Consider supporting OverloadedRecordDot
As far as I can tell, one of the biggest disadvantages that using FIR has compared to going with GLSL is the verbosity of shaders. With FIR now supporting GHC 9.2, there is an opportunity to mitigate this by providing instances for -XOverloadedRecordDot
.
For example, with a couple of instances, I was able to take this shader code
vertex :: ShaderModule "main" VertexShader VertexDefs _
vertex = shader do
time <- use @(Name "ubo" :.: Name "time")
windowWidth <- use @(Name "ubo" :.: Name "windowWidth")
windowHeight <- use @(Name "ubo" :.: Name "windowHeight")
floatWidth <- let' $ fromIntegral windowWidth
floatHeight <- let' $ fromIntegral windowHeight
phi <- let' $ time / 100
position <- #position
scl <- let' if floatHeight < floatWidth
then Mat22 (floatHeight / floatWidth) 0 0 1
else Mat22 1 0 0 (floatWidth / floatHeight)
rot <- let' $ Mat22 (cos phi) (sin phi) (-(sin phi)) (cos phi)

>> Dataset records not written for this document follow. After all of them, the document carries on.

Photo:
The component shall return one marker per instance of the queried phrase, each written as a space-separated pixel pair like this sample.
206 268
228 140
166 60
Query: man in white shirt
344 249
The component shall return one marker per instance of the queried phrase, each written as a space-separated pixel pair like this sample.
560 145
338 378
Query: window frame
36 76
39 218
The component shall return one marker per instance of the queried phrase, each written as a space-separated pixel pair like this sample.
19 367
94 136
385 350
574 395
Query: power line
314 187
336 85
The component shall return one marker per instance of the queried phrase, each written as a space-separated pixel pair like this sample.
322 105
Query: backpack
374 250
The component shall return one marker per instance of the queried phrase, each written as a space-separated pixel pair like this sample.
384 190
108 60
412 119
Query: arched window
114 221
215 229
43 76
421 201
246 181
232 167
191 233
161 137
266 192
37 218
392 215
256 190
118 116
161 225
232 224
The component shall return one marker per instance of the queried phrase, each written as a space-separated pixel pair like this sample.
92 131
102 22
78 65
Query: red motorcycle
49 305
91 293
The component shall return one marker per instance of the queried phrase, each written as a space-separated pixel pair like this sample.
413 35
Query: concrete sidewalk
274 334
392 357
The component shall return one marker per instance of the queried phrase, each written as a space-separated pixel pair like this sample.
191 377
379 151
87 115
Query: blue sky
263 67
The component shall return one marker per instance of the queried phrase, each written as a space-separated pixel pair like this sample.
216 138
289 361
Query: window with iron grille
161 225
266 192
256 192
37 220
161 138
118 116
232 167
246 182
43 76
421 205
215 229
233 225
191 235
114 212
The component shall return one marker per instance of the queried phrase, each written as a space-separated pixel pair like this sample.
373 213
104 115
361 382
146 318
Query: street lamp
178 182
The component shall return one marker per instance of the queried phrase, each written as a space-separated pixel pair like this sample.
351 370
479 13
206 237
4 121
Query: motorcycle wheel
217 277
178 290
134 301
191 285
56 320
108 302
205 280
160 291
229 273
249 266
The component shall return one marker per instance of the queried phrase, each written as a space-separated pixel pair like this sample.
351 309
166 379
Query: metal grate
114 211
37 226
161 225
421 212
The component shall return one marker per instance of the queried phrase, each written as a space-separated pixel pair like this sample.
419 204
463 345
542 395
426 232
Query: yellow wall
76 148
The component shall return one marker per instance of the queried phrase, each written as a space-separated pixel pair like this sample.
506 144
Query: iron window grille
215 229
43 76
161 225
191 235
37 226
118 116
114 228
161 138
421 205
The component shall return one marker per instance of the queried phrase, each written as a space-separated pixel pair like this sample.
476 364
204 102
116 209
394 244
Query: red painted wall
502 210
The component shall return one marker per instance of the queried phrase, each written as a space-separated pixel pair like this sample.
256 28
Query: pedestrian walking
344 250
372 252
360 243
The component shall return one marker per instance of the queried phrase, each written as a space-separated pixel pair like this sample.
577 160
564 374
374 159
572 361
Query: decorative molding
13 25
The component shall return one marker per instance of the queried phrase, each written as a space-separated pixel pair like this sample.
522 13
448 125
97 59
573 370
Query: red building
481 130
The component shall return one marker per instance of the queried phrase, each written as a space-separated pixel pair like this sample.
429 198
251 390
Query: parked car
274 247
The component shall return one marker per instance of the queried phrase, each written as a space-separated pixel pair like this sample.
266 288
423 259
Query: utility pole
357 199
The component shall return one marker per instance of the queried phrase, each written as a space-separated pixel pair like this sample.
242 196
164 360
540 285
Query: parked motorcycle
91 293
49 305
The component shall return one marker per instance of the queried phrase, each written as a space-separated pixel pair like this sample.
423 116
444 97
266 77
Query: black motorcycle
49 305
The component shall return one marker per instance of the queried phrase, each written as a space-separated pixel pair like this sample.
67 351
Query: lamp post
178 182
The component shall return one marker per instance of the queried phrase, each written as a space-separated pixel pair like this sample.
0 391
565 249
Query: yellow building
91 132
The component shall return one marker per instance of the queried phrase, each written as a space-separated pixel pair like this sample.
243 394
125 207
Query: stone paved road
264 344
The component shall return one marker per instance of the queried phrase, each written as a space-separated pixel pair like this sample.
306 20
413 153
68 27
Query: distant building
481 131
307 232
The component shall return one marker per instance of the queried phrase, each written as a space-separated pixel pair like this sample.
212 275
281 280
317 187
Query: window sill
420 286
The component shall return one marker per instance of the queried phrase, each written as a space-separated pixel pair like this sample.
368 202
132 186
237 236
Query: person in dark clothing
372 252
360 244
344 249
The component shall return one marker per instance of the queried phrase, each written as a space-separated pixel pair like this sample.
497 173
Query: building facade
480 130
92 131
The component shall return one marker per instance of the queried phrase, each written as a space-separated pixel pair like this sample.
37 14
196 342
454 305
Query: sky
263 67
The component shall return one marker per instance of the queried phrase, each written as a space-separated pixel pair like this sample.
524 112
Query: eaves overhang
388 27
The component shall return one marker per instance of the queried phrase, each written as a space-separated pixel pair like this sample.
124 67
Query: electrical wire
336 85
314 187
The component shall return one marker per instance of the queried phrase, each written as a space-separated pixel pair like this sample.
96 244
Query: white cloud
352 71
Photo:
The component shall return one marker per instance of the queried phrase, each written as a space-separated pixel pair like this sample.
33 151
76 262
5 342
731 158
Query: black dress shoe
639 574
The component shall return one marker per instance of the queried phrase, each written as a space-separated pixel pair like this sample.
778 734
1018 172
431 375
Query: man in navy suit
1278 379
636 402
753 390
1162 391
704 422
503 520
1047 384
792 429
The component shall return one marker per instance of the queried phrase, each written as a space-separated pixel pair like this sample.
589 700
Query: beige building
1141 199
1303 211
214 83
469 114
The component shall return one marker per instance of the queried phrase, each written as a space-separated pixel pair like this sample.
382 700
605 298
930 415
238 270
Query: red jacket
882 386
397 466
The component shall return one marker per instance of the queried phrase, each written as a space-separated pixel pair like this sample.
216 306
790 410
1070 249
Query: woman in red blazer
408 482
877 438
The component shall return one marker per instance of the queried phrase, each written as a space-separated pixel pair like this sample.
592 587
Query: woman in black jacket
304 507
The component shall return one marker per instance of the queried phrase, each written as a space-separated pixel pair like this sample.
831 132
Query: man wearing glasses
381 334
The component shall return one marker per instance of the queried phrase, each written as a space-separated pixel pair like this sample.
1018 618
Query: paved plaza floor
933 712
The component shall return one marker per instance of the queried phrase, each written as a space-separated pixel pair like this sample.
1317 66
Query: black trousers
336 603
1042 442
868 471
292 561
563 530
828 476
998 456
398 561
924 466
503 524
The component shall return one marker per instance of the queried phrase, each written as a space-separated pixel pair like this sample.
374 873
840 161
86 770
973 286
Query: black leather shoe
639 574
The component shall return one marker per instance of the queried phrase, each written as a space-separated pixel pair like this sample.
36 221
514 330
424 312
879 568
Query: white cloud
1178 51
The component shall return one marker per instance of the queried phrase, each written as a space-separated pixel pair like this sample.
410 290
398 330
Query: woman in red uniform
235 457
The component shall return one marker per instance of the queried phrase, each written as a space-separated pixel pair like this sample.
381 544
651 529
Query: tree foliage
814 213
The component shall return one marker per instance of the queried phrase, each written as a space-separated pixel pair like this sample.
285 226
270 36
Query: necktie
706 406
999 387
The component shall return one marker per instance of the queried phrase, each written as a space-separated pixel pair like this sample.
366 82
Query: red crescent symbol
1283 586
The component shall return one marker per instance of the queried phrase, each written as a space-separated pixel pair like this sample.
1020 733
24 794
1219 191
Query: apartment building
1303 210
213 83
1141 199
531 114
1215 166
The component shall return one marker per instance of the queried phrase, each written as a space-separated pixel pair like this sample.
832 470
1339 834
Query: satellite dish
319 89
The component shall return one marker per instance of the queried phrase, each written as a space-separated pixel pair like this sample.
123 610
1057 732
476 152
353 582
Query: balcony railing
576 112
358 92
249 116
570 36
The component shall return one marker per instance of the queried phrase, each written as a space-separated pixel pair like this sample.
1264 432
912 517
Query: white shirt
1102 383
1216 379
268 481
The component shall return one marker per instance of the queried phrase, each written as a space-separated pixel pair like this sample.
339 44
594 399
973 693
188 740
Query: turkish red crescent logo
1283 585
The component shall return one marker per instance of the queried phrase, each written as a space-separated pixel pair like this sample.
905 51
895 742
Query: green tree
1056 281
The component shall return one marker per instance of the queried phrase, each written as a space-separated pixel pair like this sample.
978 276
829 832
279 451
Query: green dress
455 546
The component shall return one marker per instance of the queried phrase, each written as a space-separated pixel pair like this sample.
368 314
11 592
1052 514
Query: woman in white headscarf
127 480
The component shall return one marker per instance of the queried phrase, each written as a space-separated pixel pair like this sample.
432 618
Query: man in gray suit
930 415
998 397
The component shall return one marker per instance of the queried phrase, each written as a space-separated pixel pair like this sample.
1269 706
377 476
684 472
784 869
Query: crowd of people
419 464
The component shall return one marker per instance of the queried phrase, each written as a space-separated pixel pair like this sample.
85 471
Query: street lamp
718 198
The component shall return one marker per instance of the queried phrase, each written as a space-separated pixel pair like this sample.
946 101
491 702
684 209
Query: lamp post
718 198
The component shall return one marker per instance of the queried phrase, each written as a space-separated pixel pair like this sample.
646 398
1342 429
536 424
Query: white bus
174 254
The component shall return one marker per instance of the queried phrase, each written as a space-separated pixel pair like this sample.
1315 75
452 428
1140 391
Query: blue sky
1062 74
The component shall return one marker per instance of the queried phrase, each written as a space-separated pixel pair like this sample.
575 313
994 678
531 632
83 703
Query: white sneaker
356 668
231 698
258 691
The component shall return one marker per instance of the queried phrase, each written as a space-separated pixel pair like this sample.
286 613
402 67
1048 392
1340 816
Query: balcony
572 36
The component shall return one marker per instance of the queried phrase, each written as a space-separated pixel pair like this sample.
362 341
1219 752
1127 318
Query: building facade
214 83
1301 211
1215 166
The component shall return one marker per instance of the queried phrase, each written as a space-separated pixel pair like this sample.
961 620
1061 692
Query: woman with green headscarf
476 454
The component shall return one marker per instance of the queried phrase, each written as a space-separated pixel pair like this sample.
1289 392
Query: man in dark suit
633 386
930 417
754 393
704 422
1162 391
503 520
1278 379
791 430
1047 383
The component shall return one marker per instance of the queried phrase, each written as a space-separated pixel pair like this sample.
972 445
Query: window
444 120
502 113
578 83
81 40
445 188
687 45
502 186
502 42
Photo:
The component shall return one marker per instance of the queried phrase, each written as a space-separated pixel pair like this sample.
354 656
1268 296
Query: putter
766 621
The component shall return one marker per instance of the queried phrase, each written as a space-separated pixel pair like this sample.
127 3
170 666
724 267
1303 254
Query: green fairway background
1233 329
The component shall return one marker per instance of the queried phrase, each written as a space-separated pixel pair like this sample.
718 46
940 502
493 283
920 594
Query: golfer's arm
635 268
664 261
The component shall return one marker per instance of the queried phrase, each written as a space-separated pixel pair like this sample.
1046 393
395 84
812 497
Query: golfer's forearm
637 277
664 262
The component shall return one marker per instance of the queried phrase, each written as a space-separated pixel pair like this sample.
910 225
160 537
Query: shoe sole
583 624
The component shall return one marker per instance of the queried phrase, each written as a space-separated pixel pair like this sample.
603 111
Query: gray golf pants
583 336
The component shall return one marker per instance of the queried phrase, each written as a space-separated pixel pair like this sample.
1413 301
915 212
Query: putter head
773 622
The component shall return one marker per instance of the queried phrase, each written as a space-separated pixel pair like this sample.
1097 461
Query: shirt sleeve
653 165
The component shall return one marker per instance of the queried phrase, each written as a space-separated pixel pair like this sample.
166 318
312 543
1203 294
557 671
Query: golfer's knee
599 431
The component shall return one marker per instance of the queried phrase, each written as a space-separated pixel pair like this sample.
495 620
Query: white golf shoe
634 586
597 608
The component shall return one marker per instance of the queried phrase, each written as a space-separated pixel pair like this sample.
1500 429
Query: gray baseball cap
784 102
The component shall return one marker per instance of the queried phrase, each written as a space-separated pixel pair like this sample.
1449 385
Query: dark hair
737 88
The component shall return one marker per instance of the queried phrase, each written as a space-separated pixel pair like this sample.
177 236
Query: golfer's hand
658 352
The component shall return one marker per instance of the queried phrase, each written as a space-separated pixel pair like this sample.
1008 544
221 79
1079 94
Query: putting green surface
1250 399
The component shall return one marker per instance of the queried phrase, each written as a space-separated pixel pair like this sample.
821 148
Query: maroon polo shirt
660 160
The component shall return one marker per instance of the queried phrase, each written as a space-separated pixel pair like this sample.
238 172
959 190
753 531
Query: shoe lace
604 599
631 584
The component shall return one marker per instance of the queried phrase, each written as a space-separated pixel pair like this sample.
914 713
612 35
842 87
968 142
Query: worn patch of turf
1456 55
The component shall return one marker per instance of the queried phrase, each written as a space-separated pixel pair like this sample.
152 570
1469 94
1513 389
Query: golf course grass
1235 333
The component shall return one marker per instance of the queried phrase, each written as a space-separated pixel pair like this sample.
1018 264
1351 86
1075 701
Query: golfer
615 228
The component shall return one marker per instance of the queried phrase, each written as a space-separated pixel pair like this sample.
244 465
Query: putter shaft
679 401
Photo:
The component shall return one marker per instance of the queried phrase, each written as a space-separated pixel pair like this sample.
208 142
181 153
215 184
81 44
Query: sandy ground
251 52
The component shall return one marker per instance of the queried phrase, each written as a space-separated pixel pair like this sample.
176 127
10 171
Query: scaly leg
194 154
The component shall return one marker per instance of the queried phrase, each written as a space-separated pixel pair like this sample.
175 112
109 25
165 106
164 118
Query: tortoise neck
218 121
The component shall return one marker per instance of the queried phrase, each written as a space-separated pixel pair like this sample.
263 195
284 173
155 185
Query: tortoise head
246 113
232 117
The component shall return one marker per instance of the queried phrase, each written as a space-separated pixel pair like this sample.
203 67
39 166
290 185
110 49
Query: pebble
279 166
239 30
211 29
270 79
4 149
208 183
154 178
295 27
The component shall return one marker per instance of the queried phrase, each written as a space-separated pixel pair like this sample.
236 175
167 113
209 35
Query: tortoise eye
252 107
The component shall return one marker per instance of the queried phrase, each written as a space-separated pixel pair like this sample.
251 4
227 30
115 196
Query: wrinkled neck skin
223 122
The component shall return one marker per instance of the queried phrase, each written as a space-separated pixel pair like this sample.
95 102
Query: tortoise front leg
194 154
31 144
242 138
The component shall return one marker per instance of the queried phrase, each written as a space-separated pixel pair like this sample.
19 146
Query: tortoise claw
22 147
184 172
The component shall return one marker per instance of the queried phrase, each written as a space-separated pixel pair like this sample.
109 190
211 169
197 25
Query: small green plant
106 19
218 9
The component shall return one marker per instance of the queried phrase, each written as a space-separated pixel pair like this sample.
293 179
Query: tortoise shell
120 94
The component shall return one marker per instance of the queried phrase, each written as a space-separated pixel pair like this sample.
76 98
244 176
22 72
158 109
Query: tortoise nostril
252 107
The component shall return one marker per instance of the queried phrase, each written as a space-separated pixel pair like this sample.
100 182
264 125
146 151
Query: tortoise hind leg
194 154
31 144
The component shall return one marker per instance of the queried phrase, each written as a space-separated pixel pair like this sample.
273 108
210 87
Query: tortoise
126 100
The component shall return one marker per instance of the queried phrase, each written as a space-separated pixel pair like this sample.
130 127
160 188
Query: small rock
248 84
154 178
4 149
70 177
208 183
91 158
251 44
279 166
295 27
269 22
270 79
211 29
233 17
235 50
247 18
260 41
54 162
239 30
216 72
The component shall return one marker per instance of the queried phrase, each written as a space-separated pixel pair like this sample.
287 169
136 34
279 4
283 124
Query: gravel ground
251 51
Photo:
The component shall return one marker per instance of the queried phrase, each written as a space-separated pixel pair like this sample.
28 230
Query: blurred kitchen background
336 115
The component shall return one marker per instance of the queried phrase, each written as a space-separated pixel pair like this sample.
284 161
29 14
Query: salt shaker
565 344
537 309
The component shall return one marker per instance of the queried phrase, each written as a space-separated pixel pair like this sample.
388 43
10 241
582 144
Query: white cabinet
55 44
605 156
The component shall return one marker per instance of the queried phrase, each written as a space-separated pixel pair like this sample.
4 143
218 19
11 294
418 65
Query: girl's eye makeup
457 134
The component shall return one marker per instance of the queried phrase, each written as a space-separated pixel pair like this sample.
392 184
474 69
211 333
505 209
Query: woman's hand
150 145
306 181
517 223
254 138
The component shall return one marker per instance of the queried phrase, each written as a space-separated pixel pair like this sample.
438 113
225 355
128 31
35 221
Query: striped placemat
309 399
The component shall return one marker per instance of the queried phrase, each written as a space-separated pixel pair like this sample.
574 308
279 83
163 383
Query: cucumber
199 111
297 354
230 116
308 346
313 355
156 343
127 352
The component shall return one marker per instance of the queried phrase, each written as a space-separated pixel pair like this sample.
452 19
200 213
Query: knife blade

pos' <- let' $ (scl !*! rot) !*^ position
#gl_Position .= Vec4 (view @(Swizzle "x") pos') (view @(Swizzle "y") pos') 0 1
color <- #color
#vertColor .=
Vec4 (view @(Swizzle "r") color) (view @(Swizzle "g") color) (view @(Swizzle "b") color) 0.3
#gl_PointSize .= 40
And reduce it to a somewhat more concise
vertex :: ShaderModule "main" VertexShader VertexDefs _
vertex = shader do
ubo <- #ubo
floatWidth <- let' $ fromIntegral ubo.windowWidth
floatHeight <- let' $ fromIntegral ubo.windowHeight
phi <- let' $ ubo.time / 100
position <- #position
scl <- let' if floatHeight < floatWidth
then Mat22 (floatHeight / floatWidth) 0 0 1
else Mat22 1 0 0 (floatWidth / floatHeight)
rot <- let' $ Mat22 (cos phi) (sin phi) (-(sin phi)) (cos phi)
pos' <- let' $ (scl !*! rot) !*^ position
#gl_Position .= Vec4 pos'.x pos'.y 0 1
color <- #color
#vertColor .=
Vec4 color.r color.g color.b 0.3
#gl_PointSize .= 40
As an added benefit, color.r
is much easier to read to someone new to the library compared to view @(Swizzle "r") color
, since it's exactly the same syntax as in GLSL.
The instances I used for this (this requires -XUndecidableInstances
) are
instance {-# OVERLAPPING #-}
(PrimTy a, PrimTyMap r, KnownSymbol x)
=> HasField x (Code (Struct ((x ':-> a) : r))) (Code a) where
getField = view @(Name x)
instance {-# OVERLAPPABLE #-}
( ReifiedGetter (Name x :: Optic '[] (Code (Struct ((t ':-> t'):s))) (Code a))
, HasField x (Code (Struct s)) (Code a))
=> HasField x (Code (Struct ((t ':-> t'):s))) (Code a) where
getField = view @(Name x)
type family SymbolIndex s where
SymbolIndex "x" = 0
SymbolIndex "y" = 1
SymbolIndex "z" = 2
SymbolIndex "w" = 3
SymbolIndex "r" = 0
SymbolIndex "g" = 1
SymbolIndex "b" = 2
SymbolIndex "a" = 3
SymbolIndex "s" = 0
SymbolIndex "t" = 1
SymbolIndex "p" = 2
SymbolIndex "q" = 3
instance (i ~ SymbolIndex s, PrimTy a, KnownNat n, KnownNat i, CmpNat i n ~ LT)
=> HasField s (Code (V n a)) (Code a) where
getField = view @(Index i)
Though it's probably possible to make a shorter and non-overlapping struct instance with access to some of FIR's hidden modules.
It might also to be possible to support general Swizzles like color.gb
by exploiting the existing optics mechanisms.